Studies on the cyclic AMP-phosphodiesterases and other aspects of the aggregation of Dictyostelium discoideum

• Main Author: McDonald, Charles John
• Published: University of Leicester 1983
• Subjects: 572; Biochemistry
• Online Access: http://ethos.bl.uk/OrderDetails.do?uin=uk.bl.ethos.348765

Membrane bound cyclic AMP phosphodiesterase (mPDE) is prematurely induced by cyclic nucleotides during early development of D.discoideum. Factors affecting this induction were studied, including transcriptional inhibitors and an inhibitor of cyclic AMP dependant protein kinases (indomethacin). Amoebae secrete a form of PDE (SPDE) which was chosen as a molecular marker for the induction due to its ease of purification. In preparations free of the protein inhibitor (PDE-I) multiple forms (A, B and C) of sPDE were studied. sPDE-A was purified to homogeneity by column chromatography and consists of one subunit, P50. Antibody, raised against pure sPDE-A, immunoprecipitated all three forms of sPDE. sPDE-B was correlated with equimolar amounts of p50 and p52 and is a dimer. sPDE-C was correlated with P52 and p50 in an approximate 2/l ratio and is thus probably a trimer.

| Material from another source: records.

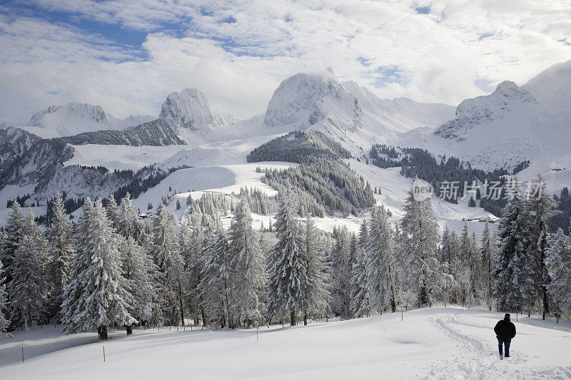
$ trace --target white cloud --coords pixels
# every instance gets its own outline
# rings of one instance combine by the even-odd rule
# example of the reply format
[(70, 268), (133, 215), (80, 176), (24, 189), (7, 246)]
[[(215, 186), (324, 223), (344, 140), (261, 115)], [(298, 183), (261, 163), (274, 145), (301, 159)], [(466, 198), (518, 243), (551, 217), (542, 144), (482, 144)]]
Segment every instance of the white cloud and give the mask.
[[(571, 35), (565, 1), (33, 2), (144, 31), (148, 58), (81, 25), (0, 9), (0, 120), (74, 101), (118, 116), (157, 115), (169, 92), (188, 86), (245, 118), (263, 112), (288, 76), (329, 66), (383, 97), (457, 104), (482, 93), (477, 80), (521, 84), (571, 57), (561, 42)], [(399, 75), (383, 78), (383, 68)]]

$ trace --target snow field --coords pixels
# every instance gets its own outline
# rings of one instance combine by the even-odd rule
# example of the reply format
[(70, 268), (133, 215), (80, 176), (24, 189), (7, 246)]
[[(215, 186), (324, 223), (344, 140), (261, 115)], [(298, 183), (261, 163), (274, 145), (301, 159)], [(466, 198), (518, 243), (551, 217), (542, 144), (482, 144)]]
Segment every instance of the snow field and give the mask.
[[(571, 324), (522, 317), (511, 357), (500, 361), (502, 313), (454, 307), (368, 319), (264, 326), (259, 330), (168, 328), (65, 336), (53, 327), (0, 344), (3, 379), (569, 379)], [(520, 316), (522, 317), (522, 316)], [(59, 331), (59, 330), (56, 330)], [(21, 363), (21, 346), (29, 355)], [(103, 361), (105, 346), (106, 362)], [(65, 347), (69, 347), (66, 349)], [(10, 363), (10, 364), (8, 364)]]

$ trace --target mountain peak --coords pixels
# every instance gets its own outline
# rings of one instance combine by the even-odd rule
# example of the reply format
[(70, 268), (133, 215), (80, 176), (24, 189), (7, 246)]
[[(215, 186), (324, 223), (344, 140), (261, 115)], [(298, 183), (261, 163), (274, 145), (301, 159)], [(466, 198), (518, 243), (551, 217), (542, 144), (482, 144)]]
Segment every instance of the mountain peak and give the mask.
[(232, 122), (231, 118), (226, 120), (213, 108), (206, 96), (196, 88), (169, 93), (158, 118), (174, 127), (193, 131), (218, 128)]
[(571, 60), (548, 67), (522, 86), (550, 113), (571, 110)]

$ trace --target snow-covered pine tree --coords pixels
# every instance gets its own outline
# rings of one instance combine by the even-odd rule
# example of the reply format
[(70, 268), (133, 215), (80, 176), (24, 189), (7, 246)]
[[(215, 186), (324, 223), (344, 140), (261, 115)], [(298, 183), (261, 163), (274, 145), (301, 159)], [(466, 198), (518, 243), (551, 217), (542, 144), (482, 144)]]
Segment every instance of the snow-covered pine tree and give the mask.
[(48, 229), (50, 255), (48, 276), (51, 283), (49, 311), (52, 320), (61, 323), (60, 308), (64, 302), (64, 289), (69, 282), (69, 266), (74, 258), (74, 240), (71, 225), (68, 222), (59, 192), (54, 199), (52, 210), (54, 215)]
[(494, 297), (498, 310), (530, 309), (535, 294), (537, 267), (529, 250), (531, 236), (528, 209), (512, 178), (513, 197), (504, 208), (499, 225), (497, 263), (494, 271)]
[(303, 311), (303, 325), (310, 315), (323, 317), (327, 311), (330, 294), (328, 290), (328, 268), (323, 251), (320, 249), (319, 235), (315, 222), (308, 213), (303, 223), (302, 250), (307, 256), (308, 284), (305, 291), (306, 309)]
[(180, 308), (176, 277), (181, 271), (173, 268), (173, 265), (178, 264), (178, 250), (174, 220), (161, 202), (153, 220), (153, 256), (162, 274), (159, 293), (161, 314), (170, 323), (176, 323), (181, 316), (180, 313), (183, 312)]
[[(202, 227), (198, 226), (191, 229), (187, 225), (183, 232), (185, 243), (181, 244), (181, 252), (186, 260), (185, 271), (187, 274), (186, 304), (191, 315), (194, 318), (194, 324), (198, 324), (200, 320), (206, 324), (204, 309), (202, 307), (202, 299), (198, 286), (202, 280), (202, 269), (204, 260), (202, 252), (204, 250), (204, 234)], [(188, 236), (185, 237), (188, 234)]]
[(351, 316), (351, 237), (346, 227), (333, 229), (335, 243), (330, 254), (331, 310), (344, 318)]
[(113, 194), (109, 195), (107, 198), (107, 205), (105, 207), (105, 212), (113, 228), (117, 228), (118, 222), (119, 207), (117, 205), (117, 201), (115, 200), (115, 197)]
[(8, 298), (6, 294), (6, 284), (4, 281), (6, 277), (2, 268), (2, 262), (0, 262), (0, 339), (9, 339), (12, 336), (6, 332), (10, 326), (10, 321), (7, 319), (8, 315)]
[(458, 252), (454, 241), (454, 231), (450, 231), (448, 225), (444, 229), (440, 242), (440, 258), (443, 273), (443, 298), (445, 303), (453, 302), (456, 299), (458, 283), (456, 281), (456, 265)]
[(482, 255), (482, 279), (484, 293), (484, 300), (488, 307), (489, 310), (492, 310), (494, 296), (492, 293), (494, 277), (493, 269), (496, 265), (496, 243), (495, 235), (490, 232), (489, 223), (484, 226), (484, 232), (482, 233), (480, 253)]
[(223, 230), (207, 232), (204, 248), (204, 267), (198, 289), (204, 312), (212, 323), (221, 327), (228, 325), (230, 289), (228, 235)]
[(551, 276), (547, 292), (555, 304), (571, 312), (571, 239), (561, 228), (550, 235), (546, 265)]
[(404, 276), (409, 288), (417, 294), (417, 303), (432, 304), (441, 292), (441, 274), (436, 253), (438, 225), (433, 215), (430, 198), (416, 200), (409, 190), (405, 215), (400, 220), (401, 242), (408, 255)]
[(281, 196), (274, 228), (278, 242), (267, 257), (268, 314), (269, 319), (289, 313), (290, 324), (296, 324), (295, 313), (307, 305), (308, 257), (300, 247), (301, 232), (295, 218), (295, 202), (291, 191)]
[(244, 327), (263, 322), (266, 274), (264, 257), (252, 228), (252, 215), (246, 199), (238, 204), (230, 226), (230, 267), (232, 272), (233, 324)]
[(147, 324), (156, 317), (158, 289), (155, 280), (158, 268), (132, 237), (121, 240), (123, 276), (133, 296), (128, 311), (133, 318)]
[(97, 328), (107, 339), (107, 326), (129, 326), (136, 320), (129, 314), (133, 297), (123, 277), (118, 238), (106, 215), (101, 200), (94, 205), (86, 199), (79, 221), (71, 279), (62, 305), (64, 332), (72, 334)]
[(6, 273), (6, 285), (9, 286), (12, 280), (12, 260), (16, 250), (24, 236), (24, 217), (20, 204), (17, 202), (12, 203), (12, 210), (8, 216), (8, 220), (4, 225), (6, 237), (2, 240), (0, 250), (0, 260), (4, 265)]
[(11, 310), (10, 319), (14, 329), (29, 329), (40, 324), (46, 317), (46, 281), (48, 242), (44, 231), (36, 224), (30, 210), (26, 214), (24, 237), (12, 261), (12, 281), (8, 287)]
[(178, 250), (178, 241), (171, 214), (162, 203), (157, 207), (153, 219), (153, 254), (155, 263), (163, 274), (172, 265)]
[(401, 303), (393, 244), (385, 207), (375, 207), (367, 232), (365, 268), (373, 308), (381, 313), (388, 308), (395, 312)]
[(470, 293), (473, 297), (474, 304), (479, 305), (482, 303), (482, 255), (477, 246), (476, 234), (473, 231), (470, 237), (468, 268)]
[(464, 222), (460, 244), (460, 255), (456, 265), (458, 274), (456, 278), (460, 292), (460, 301), (463, 306), (474, 306), (475, 303), (472, 289), (472, 272), (470, 268), (470, 258), (473, 255), (472, 242), (470, 239), (470, 230), (467, 222)]
[(351, 313), (358, 318), (368, 317), (371, 313), (370, 291), (366, 270), (366, 244), (367, 222), (363, 220), (359, 231), (357, 254), (351, 269)]
[(557, 202), (546, 193), (546, 185), (541, 175), (537, 175), (537, 179), (531, 187), (531, 194), (527, 194), (527, 206), (532, 220), (531, 221), (531, 232), (532, 238), (530, 240), (530, 250), (532, 251), (534, 259), (537, 264), (535, 270), (535, 287), (539, 294), (540, 304), (542, 307), (543, 319), (545, 314), (550, 314), (550, 299), (547, 287), (551, 282), (551, 277), (545, 265), (547, 250), (547, 239), (549, 235), (549, 226), (547, 220), (556, 214), (554, 211), (557, 206)]

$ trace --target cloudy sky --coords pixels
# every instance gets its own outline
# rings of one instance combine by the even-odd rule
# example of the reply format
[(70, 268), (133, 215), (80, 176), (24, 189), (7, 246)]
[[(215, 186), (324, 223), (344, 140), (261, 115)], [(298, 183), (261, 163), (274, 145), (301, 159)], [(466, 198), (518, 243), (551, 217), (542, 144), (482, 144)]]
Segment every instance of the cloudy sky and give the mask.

The formula [(P50)x + (P52)y] z, may describe the subunit arrangements of all observed forms of sPDE. P50 and P52 were both immunoprecipitated by the antibody and peptide mapping revealed that P50 and P52 are very similar but P52 contained 24% more carbohydrate than P50. The inhibitor of protein glycosylation tunicamycin (TM), blocked the appearance of sPDE, mPDE; and P50 and P52. TM reversibly blocked development but small aggregates did form at the same time as normal aggregation. TM prevented the appearance of Contact sites A as well as PDE but cell surface cyclic AMP binding sites developed normally, a finding compatible with the observed small-scale aggregation event. Addition of exogenous PDE to TM inhibited amoebae restored the ability to chemotact normally towards cyclic AMP; thus the primary block in aggregation caused by TM is to prevent the appearance of PDE.